Les images colligées dans la vidéo publiée dans le numéro d'hier de La Presse+ racontent dans le détail, en 3 min 19 s, tout ce qui s'est passé sur l'A40 après l'impact entre deux poids lourds, dont le camion-citerne qui a pris feu.

Tout, de la tentative de sauvetage du chauffeur aux premières flammes, aux explosions, à l'angoisse grandissante des témoins, au panache de fumée, au branle-bas des pompiers à... l'arrivée du maire Denis Coderre.

Celui-ci arrive en marchant, l'air grave, pendant qu'on le « briefe » sur l'accident. Il s'approche du chef des pompiers, lui dit quelques mots, lui serre la main et lui donne une petite tape amicale sur l'épaule. Du Denis Coderre pur jus.

Cette scène est accessoire, diront certains. D'autres reprocheront à celui qu'on a surnommé Kid Coderre il y a près de 20 ans sur la colline du Parlement à Ottawa de se mettre en scène, de prendre toute la place et de monopoliser l'attention. Prenons l'affaire à l'envers : supposez que le maire ne se soit pas déplacé sous la Métropolitaine, hier en fin d'après-midi, qu'il ait mis plusieurs heures à réagir ou, pire encore, qu'il se soit contenté d'envoyer un communiqué pour dire que la situation était maintenant contenue. On ferait la file aujourd'hui pour lui taper dessus, et l'opposition à l'hôtel de ville aurait des raisons légitimes de remettre en question son leadership.

Le suivi et les enquêtes nous éclaireront sur la qualité de la réponse des secours et des autorités (aurait-on dû évacuer les immeubles environnants et éloigner plus rapidement les badauds qui regardaient la scène du boulevard Crémazie ?). Le fait est, toutefois, que dans le grand livre de l'art de la gestion de crise, Denis Coderre a fait depuis mardi 16 h exactement ce qui est prescrit : présence physique, ton rassurant et empathique, mise en place d'un plan d'action.

L'histoire politique est truffée d'épisodes peu glorieux, ici et ailleurs, d'élus qui n'ont pas su prendre la juste mesure d'une crise et qui, de fait, n'ont pas su réagir adéquatement.

Pensons, évidemment, à l'ancien maire de Montréal Jean Doré, qui avait suivi de loin, en vacances, les inondations sur l'autoroute Décarie. En toute justice pour feu Jean Doré, son retour précipité n'aurait sauvé aucune vie, mais la présence des élus en temps de catastrophe a une valeur symbolique. Dans le même esprit, on avait reproché à Pauline Marois, ministre de la Santé dans le gouvernement Bouchard, d'être en vacances au Mexique au moment où les salles d'urgence du Québec débordaient (encore une fois).

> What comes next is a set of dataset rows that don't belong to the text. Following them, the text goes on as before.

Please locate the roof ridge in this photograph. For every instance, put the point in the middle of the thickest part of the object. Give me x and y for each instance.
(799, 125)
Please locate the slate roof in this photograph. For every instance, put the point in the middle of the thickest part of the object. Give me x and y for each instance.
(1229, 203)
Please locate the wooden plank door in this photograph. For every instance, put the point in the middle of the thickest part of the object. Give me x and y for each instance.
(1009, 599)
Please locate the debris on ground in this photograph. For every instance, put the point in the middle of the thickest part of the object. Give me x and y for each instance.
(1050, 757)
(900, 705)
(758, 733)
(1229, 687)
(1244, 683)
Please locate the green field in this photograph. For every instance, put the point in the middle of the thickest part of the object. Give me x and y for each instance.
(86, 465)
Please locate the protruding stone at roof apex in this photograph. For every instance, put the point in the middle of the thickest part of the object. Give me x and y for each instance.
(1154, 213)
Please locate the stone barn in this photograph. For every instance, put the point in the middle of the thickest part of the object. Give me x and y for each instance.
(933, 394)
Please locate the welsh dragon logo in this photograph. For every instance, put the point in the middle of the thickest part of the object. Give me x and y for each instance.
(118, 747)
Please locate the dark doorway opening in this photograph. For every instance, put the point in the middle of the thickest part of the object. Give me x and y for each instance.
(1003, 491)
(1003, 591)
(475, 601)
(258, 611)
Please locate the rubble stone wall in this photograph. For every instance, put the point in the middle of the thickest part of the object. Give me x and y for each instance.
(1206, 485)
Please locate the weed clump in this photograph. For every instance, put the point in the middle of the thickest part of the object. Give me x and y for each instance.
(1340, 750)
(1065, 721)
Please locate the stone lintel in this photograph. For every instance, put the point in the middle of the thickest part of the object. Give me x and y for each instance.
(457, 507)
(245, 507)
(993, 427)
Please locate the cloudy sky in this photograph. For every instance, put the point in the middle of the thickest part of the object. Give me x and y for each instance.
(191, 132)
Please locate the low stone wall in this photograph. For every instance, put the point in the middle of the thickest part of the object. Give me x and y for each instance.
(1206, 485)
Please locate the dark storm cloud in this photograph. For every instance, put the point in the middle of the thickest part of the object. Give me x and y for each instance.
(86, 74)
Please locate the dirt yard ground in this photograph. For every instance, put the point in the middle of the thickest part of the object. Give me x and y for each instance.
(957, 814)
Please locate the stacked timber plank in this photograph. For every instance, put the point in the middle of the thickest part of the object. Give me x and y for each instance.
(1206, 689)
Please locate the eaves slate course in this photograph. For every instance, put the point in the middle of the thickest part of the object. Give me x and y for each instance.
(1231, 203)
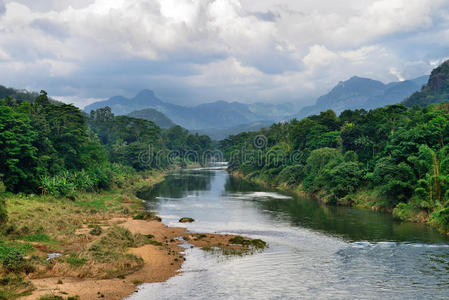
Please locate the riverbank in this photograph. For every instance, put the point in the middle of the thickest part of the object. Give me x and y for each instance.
(362, 199)
(101, 245)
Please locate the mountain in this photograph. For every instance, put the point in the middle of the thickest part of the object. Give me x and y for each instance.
(358, 92)
(218, 114)
(435, 91)
(153, 115)
(21, 95)
(222, 133)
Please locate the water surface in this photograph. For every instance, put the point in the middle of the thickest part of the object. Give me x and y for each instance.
(315, 251)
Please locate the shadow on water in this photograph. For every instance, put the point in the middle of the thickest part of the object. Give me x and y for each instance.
(347, 223)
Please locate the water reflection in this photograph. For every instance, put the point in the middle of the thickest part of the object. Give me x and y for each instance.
(315, 251)
(350, 224)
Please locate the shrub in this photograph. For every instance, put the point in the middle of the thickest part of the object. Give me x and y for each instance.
(96, 230)
(3, 212)
(75, 261)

On a par ailleurs reproché à Stephen Harper son indifférence envers les sinistrés du Richelieu, en 2011, et plusieurs ont critiqué les égoportraits de Justin Trudeau au G20 en Turquie, en novembre dernier, au lendemain des attentats de Paris.

Au département des bides politiques célèbres : l'ancien maire de Toronto Mel Lastman, en panique en direct à la télévision et implorant l'armée d'intervenir pour libérer sa ville... des 10 cm de neige tombés la nuit précédente ! Imaginez si ce pauvre Mel avait été dans les souliers de la mairesse de Lac-Mégantic Colette Roy-Laroche en juillet 2013...

D'autres leaders ont mieux réussi. Le cas type est celui de l'ancien maire de New York Rudy Giuliani marchant dans les ruines encore fumantes des tours jumelles. Au Québec, tous se souviennent de Lucien Bouchard (et d'André Cailler et son fameux col roulé) pendant la crise du verglas, une démonstration de leadership exemplaire.

Dans une affaire d'une gravité et d'une importance incomparables avec les histoires précédentes, pourquoi pensez-vous que la Maison-Blanche s'est empressée, en mai 2011, de publier la photo de Barack Obama, portant un blouson militaire, avec l'état-major de l'armée en pleine nuit, dans la salle où il suivait (et dirigeait) en direct l'attaque fatale contre Ben Laden, à plus de 11 000 km, au Pakistan ? Dans l'imaginaire américain, la qualité du leadership du « commandant en chef » se mesure à sa présence et à sa réaction lorsque la sécurité du pays est en jeu.

Dans la même veine, rappelez-vous l'air ahuri de George W. Bush, assis au milieu d'une classe d'enfants en Floride, lorsqu'un conseiller lui a appris, en chuchotant à son oreille, que les tours du World Trade Center venaient d'être attaquées.

Autre boulette mémorable de W : son interminable temps de réaction après la dévastation de Katrina en Louisiane. Après des jours d'attente, il s'était finalement rendu sur place, se contentant toutefois de survoler la région inondée qu'il voyait à travers les hublots d'Air Force One.

LE « VRAI » PROBLÈME

On peut toutefois se compter chanceux que cet accident spectaculaire n'ait pas fait plus de victimes et de dégâts. Comme l'a dit hier le ministre des Transports, Jacques Daoust, ce camion aurait pu transporter de l'acide ou toute autre matière encore plus dangereuse. Vous imaginez des vapeurs de chlore qui entrent dans les conduits d'aération d'un immeuble de bureaux bondé...

Ce n'est pas rassurant d'entendre cela de la bouche du ministre des Transports, mais c'est la réalité : au Québec, plus de 70 % des matières dangereuses sont transportées par camion, et les quantités transportées ne cessent d'augmenter.

Cet accident de l'A40 démontre surtout notre dépendance au transport par route et notre vulnérabilité.

C'est quelque chose qu'on préfère ne pas voir et dont on n'aime pas parler, comme s'il s'agissait d'une fatalité, mais mardi, à 16 h 30, sur la Métropolitaine, ça crevait les yeux.